Ciężkie życie reportera TVP

Praca reportera w TVP przypomina wejście do murzyńskiej dzielnicy Los Angeles w koszulce z napisem 'nienawidzę czarnuchów!'. Strzelają wszyscy. Kwestią czasu pozostaje - kto pierwszy trafi.

Redakcja Wirtualne Media
Redakcja Wirtualne Media
Udostępnij artykuł:

Naukowcy nie mają stuprocentowej pewności dlaczego wyginęły dinozaury. Są analizy, hipotezy, przypuszczenia, kontrowersje, spory. Łatwiej ocenić dlaczego w TVP wyginęli reporterzy.

Praca reportera w TVP przypomina wejście do murzyńskiej dzielnicy Los Angeles w koszulce z napisem “nienawidzę czarnuchów!”. Strzelają wszyscy. Kwestią czasu pozostaje – kto pierwszy trafi. Przekonał się o tym choćby Mikołaj Kunica podczas krótkiej przygody z publiczną telewizją. Co gorsza, gdy już kule trafią reportera – zamiast lekarza wokół pojawiają się raczej grabarze i sępy, gotowe rozszarpać ledwie dychającego.

Ci co to przeżyli – więcej nie chcą. Wolą spokojnie siedzieć przed komputerkami w roli wydawcy, asystenta, bocznego, depeszowca, prezentera czy kierownika od wszystkiego do niczego. To nie tylko robota bezpieczniejsza, ale i bardziej opłacalna. Dłubiąc jakieś przeglądziki prasy, słowne, paseczki, siedząc w małym przytulnym gabineciku na uboczu można uzbierać sumkę przewyższającą wyceny za porządne materiały filmowe. Robota w ciepłym i bezstresowa. Dużo czasu na ploteczki i korytarzowe intrygi. I szansa na pięcie się w górę. Kariery przecież nie robi się tu ciężką pracą i dobrymi reportażami...

Na pierwszy front walki wysyła się zatem młodzież. Ta naogląda się “Wszystkich ludzi prezydenta” czy “Raportów Pelikana” i z pasją przystępuje do pracy. Czasem nawet uda się jakiemuś zdolnemu przygotować jeden czy drugi dobry temat.

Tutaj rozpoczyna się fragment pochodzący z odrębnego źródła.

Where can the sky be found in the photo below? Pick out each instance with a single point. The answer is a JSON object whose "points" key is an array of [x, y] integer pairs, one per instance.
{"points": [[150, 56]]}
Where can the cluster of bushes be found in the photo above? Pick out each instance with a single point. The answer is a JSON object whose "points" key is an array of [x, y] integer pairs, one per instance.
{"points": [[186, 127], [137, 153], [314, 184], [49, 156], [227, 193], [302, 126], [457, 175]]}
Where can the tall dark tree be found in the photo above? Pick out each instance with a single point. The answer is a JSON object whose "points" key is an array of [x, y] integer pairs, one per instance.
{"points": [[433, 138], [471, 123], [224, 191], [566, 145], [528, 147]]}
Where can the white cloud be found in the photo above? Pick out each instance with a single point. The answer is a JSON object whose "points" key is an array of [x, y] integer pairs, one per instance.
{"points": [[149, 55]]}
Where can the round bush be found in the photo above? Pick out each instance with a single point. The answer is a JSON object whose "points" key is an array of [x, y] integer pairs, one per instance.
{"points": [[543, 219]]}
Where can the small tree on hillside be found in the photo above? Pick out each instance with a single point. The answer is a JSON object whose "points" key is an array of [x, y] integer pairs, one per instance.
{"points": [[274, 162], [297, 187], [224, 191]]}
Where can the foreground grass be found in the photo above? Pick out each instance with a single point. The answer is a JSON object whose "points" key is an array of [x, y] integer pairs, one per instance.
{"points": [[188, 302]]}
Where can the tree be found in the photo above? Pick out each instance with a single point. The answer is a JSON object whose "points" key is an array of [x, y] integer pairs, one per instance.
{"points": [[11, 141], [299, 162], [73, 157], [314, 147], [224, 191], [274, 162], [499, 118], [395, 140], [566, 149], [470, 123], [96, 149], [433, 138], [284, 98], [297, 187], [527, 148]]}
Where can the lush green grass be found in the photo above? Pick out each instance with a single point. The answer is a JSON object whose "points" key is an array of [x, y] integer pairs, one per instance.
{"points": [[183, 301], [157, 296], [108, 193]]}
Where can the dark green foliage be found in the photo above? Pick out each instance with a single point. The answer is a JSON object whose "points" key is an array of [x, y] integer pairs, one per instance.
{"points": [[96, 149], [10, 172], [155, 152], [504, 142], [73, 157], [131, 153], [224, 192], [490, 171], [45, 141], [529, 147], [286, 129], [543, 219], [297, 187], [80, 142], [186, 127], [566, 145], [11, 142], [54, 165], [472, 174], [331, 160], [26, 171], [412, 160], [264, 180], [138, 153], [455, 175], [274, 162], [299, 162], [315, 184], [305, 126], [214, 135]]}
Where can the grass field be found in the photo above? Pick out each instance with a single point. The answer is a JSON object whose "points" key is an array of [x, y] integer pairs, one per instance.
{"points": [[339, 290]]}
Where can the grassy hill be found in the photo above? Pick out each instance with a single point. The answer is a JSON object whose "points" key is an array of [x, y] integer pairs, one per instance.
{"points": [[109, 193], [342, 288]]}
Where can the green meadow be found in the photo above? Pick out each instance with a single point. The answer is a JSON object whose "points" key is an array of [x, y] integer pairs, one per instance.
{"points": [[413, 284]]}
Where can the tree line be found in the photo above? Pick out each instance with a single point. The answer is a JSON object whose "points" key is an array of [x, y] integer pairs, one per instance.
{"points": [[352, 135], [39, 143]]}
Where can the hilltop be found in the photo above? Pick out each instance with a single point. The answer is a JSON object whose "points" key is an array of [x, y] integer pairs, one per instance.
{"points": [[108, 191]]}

Potem jednak, jedni zaglądają do skarbonki i jak starsi koledzy zaczynają szukać lepszego miejsca przy komputerku, a inni wpadają na jakimś “gorącym” temacie z racji braku doświadczenia, umiejętności czy znajomości politycznych realiów. “Młodym wilczkom” nikt nie pomaga, nikt ich nie szkoli. Starsi boją się o swoje miejsca pracy, bo nie ma ścieżki kariery ani szacunku dla umiejętności czy stażu. Szefowie mają inne zmartwienia na głowie. Akademia Telewizyjna uczy teorii, a nie praktyki. Staży  w zachodnich stacjach nie ma. Nawet jak znajdzie się jakiś bardzo uparty “młody” co przetrwa “strzelaninę” w końcu i tak znudzi mu się czekanie na etat, którego nie ma i nie będzie. A jeśli nawet będzie - to nie dla zdolnego, tylko znajomego...

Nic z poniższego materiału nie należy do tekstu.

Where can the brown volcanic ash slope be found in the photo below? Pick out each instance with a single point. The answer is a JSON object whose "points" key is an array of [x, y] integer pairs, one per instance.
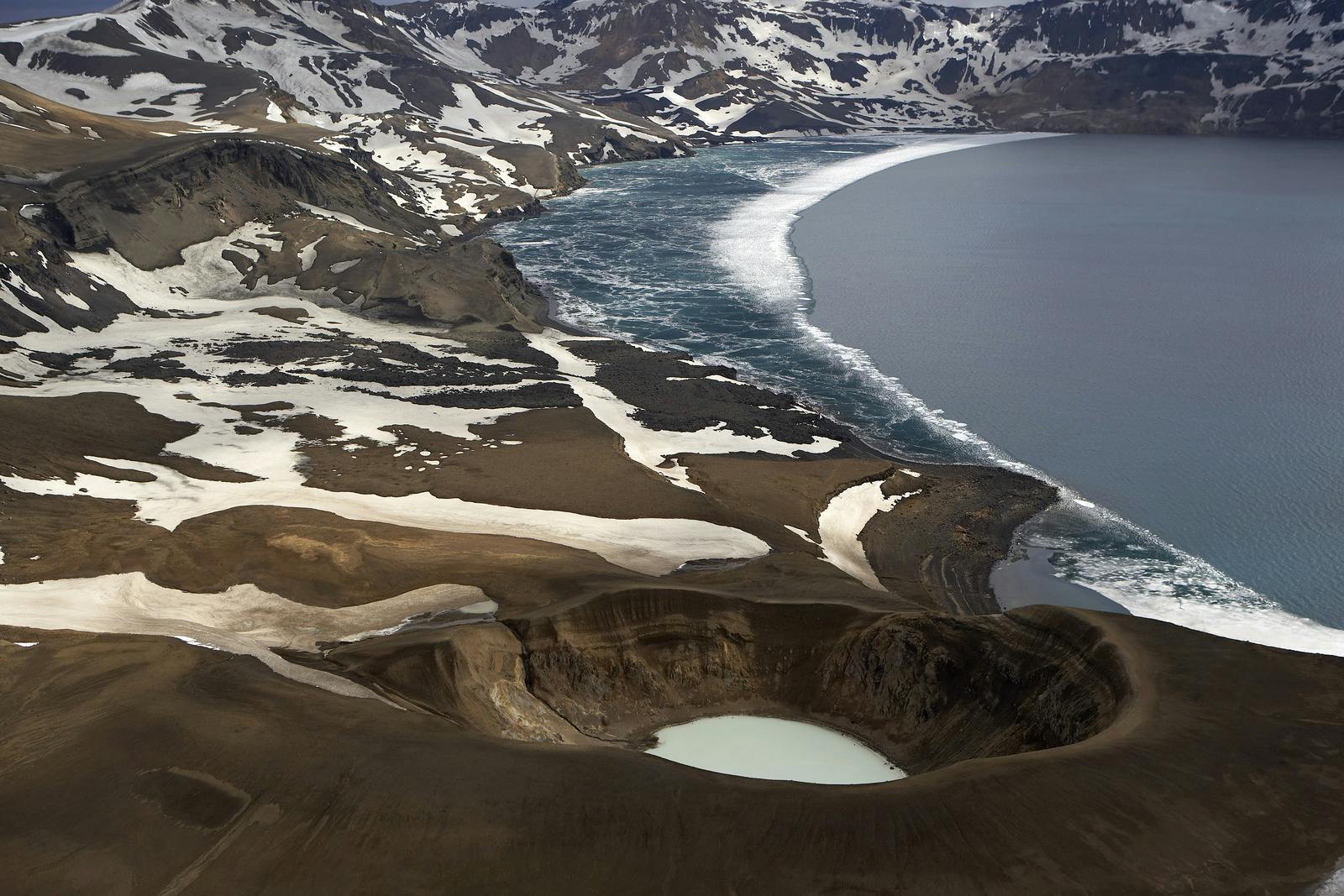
{"points": [[328, 564], [1214, 768]]}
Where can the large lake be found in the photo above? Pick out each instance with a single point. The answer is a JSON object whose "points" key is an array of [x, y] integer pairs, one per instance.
{"points": [[1149, 322], [1153, 322]]}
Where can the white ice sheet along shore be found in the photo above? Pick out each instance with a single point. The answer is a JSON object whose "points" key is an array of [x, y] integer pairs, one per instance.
{"points": [[753, 244], [1160, 580]]}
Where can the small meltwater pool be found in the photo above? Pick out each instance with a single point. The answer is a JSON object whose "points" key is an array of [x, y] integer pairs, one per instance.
{"points": [[773, 748]]}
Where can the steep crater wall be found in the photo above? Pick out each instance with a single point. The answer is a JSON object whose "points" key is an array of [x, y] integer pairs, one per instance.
{"points": [[927, 689]]}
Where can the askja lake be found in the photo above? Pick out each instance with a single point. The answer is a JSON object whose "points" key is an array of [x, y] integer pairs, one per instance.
{"points": [[1151, 322]]}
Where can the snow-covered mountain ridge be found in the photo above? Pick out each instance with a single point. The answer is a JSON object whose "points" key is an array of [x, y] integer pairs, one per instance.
{"points": [[741, 67]]}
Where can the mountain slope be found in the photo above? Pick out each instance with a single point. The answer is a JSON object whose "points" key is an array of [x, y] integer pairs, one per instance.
{"points": [[749, 67]]}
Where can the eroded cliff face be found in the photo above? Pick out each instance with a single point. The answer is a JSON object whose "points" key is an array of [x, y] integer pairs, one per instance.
{"points": [[336, 228], [927, 689]]}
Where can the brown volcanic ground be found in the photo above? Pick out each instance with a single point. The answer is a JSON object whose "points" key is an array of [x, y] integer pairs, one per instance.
{"points": [[145, 766], [454, 577]]}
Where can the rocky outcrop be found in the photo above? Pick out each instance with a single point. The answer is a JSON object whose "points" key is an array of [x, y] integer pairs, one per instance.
{"points": [[1220, 774], [927, 689], [753, 67]]}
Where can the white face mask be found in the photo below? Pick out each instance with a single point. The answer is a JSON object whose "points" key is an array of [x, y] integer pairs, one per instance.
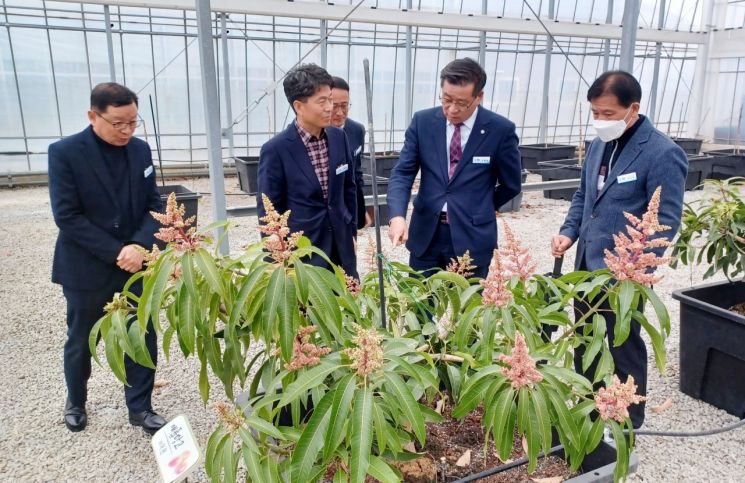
{"points": [[610, 130]]}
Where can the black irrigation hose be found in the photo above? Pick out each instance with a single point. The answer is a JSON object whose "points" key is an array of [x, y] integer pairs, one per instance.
{"points": [[688, 434]]}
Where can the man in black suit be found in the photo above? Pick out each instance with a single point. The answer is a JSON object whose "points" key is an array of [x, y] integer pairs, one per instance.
{"points": [[308, 169], [356, 136], [102, 189]]}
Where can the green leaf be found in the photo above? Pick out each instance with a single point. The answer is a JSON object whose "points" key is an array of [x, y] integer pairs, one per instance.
{"points": [[305, 381], [361, 436], [407, 403], [381, 471], [311, 441], [343, 395]]}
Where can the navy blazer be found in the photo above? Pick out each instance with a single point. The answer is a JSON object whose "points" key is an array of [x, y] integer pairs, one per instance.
{"points": [[287, 177], [92, 228], [649, 159], [356, 137], [473, 194]]}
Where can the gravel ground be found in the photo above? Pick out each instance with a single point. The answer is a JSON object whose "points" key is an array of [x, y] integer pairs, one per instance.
{"points": [[36, 446]]}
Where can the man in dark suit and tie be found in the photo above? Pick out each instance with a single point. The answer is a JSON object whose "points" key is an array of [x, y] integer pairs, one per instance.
{"points": [[102, 189], [469, 165], [356, 137], [308, 169]]}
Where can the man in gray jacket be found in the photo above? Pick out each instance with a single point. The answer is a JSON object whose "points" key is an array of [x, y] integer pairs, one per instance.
{"points": [[625, 164]]}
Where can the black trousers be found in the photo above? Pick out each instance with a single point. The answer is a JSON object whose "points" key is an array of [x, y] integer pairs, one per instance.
{"points": [[84, 308], [440, 252], [630, 358]]}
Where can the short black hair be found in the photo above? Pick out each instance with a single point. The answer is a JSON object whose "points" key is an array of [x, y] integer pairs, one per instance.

Jest jeszcze grupa reporterów “od zawsze” – tzw. niezniszczalnych. Mają po sto lat. Zawodu uczyli się w czasach wojny “rosyjsko – japońskiej”. Nie uznają komputerów. Z trudem otwierają pocztę email. Mają zrujnowane życie rodzinne i bóle stawów. Robią tematy jak podczas prezesury Macieja Szczepańskiego. I nie wiadomo co z nimi zrobić.

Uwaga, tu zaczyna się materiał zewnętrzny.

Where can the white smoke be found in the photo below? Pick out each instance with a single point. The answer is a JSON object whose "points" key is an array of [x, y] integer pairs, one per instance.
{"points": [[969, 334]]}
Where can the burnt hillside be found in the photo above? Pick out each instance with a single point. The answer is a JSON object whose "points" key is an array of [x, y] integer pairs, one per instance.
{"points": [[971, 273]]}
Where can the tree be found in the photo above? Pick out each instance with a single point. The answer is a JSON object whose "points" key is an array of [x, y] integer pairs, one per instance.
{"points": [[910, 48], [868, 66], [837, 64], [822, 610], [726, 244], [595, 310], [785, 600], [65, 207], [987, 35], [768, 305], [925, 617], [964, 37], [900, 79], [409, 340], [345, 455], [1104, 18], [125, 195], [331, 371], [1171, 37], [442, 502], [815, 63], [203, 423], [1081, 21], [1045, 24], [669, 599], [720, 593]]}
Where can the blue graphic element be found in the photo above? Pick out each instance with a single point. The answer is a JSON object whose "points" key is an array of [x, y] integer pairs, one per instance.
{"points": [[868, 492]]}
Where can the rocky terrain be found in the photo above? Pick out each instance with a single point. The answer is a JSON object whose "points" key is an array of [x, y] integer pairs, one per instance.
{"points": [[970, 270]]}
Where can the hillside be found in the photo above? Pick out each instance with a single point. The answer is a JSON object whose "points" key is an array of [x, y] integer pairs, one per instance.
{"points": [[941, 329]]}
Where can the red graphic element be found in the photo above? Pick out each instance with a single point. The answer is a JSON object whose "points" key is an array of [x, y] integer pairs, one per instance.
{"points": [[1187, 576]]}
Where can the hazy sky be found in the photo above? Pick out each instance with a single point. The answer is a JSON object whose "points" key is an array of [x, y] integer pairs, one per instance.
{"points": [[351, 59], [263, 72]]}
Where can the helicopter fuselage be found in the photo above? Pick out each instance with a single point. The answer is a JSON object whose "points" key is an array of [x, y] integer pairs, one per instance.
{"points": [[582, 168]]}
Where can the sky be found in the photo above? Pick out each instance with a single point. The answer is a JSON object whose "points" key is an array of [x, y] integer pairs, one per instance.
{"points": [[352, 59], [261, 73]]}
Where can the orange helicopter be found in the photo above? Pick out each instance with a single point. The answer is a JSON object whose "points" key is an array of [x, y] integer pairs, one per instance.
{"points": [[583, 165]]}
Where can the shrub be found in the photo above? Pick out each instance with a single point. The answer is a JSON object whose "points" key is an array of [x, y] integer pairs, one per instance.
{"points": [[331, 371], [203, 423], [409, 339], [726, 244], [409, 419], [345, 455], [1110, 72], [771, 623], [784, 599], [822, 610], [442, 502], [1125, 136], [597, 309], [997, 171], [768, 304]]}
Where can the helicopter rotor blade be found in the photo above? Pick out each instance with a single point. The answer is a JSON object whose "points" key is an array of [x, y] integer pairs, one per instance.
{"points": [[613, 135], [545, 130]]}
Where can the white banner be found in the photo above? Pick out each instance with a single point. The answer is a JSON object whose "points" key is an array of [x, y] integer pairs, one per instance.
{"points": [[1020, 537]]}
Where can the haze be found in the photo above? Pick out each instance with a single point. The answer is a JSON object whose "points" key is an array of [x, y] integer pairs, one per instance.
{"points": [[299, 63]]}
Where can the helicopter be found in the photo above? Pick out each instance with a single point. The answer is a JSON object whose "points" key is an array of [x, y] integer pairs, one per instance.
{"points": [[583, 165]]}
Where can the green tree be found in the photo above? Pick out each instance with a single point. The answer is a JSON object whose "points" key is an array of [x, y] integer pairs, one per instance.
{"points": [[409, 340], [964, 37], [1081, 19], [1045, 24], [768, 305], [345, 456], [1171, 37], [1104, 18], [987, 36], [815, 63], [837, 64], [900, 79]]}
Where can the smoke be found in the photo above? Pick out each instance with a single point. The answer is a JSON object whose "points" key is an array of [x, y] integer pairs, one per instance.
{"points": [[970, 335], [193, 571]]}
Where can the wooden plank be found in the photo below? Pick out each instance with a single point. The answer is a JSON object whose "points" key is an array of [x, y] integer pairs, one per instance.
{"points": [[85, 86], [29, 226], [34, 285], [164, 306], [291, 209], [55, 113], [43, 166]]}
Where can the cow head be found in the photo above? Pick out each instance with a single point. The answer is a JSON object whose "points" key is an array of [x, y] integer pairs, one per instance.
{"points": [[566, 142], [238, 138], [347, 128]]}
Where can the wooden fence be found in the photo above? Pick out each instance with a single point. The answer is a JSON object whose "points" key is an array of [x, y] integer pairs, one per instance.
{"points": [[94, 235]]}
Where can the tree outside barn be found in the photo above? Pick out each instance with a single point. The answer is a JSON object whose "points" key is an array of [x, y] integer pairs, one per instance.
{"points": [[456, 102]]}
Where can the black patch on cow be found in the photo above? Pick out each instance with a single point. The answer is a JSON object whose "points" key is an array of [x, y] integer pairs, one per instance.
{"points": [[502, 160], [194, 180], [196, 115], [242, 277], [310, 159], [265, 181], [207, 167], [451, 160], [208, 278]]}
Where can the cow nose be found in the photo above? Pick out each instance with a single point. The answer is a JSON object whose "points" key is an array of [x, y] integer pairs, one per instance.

Na wzór amerykański od pewnego czasu w telewizjach kreuje się super-reporterów. Super-reporter w zachodnich stacjach to doświadczony dziennikarz, który twarzą na ekranie firmuje temat z jakiejś dziedziny. Na super-reportera pracuje kilku innych – młodych, anonimowych – zbierając informacje, realizując zdjęcia, nagrywając rozmowy. On spina całość tematu i nadaje mu styl. Tę formułę pierwszy wprowadził w życie TVN a po nim model skopiowała TVP. Tyle że u nas powoduje u nas więcej złego niż dobrego a zamiast super-reporterów najczęściej wychodzi super-wpadka. Zaczęło się w czasach Piotra Sławińskiego. Niektórzy reporterzy w centrali po prostu brali temat przygotowany w całości w ośrodku, jeszcze raz czytali go ale swoim głosem i na końcu dogrywali stand up. Tak zmieniony film podpisywali jako własny, a jedyną satysfakcją dla rzeczywistego autora miała być skromna ( w porównaniu do “zmieniacza” ) gratyfikacja finansowa. Reporterzy z regionów psioczyli, ale nikt nie chciał zadzierać z redakcją największego informacyjnego dziennika w kraju. Do czasu. Znalazł się powiem jeden ambitniak z Krakowa, który zaprotestował, składając filmy swój i “zmieniacza” do Komisji Etyki. Komisja tematy obejrzała i uznała, że jedynym wkładem dziennikarza z Warszawy ( oprócz oczywiście żelu we włosach na końcu filmu ) była zmiana dwóch przecinków i jednej kropki. Ale myli się ten kto myśli, że ta decyzja coś zmieniła czy kogoś zawstydziła. Redakcja w Warszawie po prostu przestała brać tematy od ambitniaka z Krakowa. Brała od innych i postępowała podobnie. I nie jest to praktyka, która się skończyła....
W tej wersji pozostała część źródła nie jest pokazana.